Isaac del Toro won Tour de France Stage 3 after a late attack on the Montjuic circuit and then finishing first in Les Angles. The 196km stage with 3,850m of vertical gain turned into a decisive day for the general classification, with only 16 riders arriving within 10 seconds.
Montjuic Opens the Gap
Del Toro was two minutes down after a mechanical with 60km remaining, then chased back after the lead UAE team car drove past him and a second UAE team car sent a mechanic back down the course. He ended up riding clear of a 16-rider front group that had already been whittled down by the hard climbing and the circuit work on Montjuic.

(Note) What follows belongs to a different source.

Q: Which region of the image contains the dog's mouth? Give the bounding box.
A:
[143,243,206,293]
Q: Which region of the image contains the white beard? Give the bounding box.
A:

Brandon McNulty had pulled the peloton for two laps on Montjuic before Richard Carapaz and Mattias Skjelmose tried to go clear on the descent. Del Toro answered that move, carved the final corner, and built enough of a gap before the sprint to take the stage.
Mechanical Trouble For Del Toro
The setback at 60km remaining nearly erased his day. He was left standing by the road while the lead UAE car moved on, and the recovery took him from a roadside pause to the front of the race under his own power.
There was also a complication in the caravan. Del Toro appeared to get help from the Visma and Ineos cars, but he still avoided a hefty time penalty and made the chase back to the bunch. Whether that roadside assistance situation should have resulted in a penalty is not answered, and that leaves the finish as much about the rules as the attack.
Les Angles Finish Split
Alex Molenaar, Frank van den Broek, and Felix Engelhardt formed the early breakaway, and Molenaar took the polka-dot jersey. Their move lasted long enough to contest the intermediate sprint and king of the mountains points, but the race tightened once the final climb and the run into Les Angles came into view.
Only ten more riders finished within a minute, and 11 more riders were within two minutes. Mathias Vacek was 38th and more than five minutes down. That spread shows how much damage the mountain stage did to the field before the race moves on from a day that split the contenders and rewarded the rider who recovered fastest after losing two minutes at the roadside.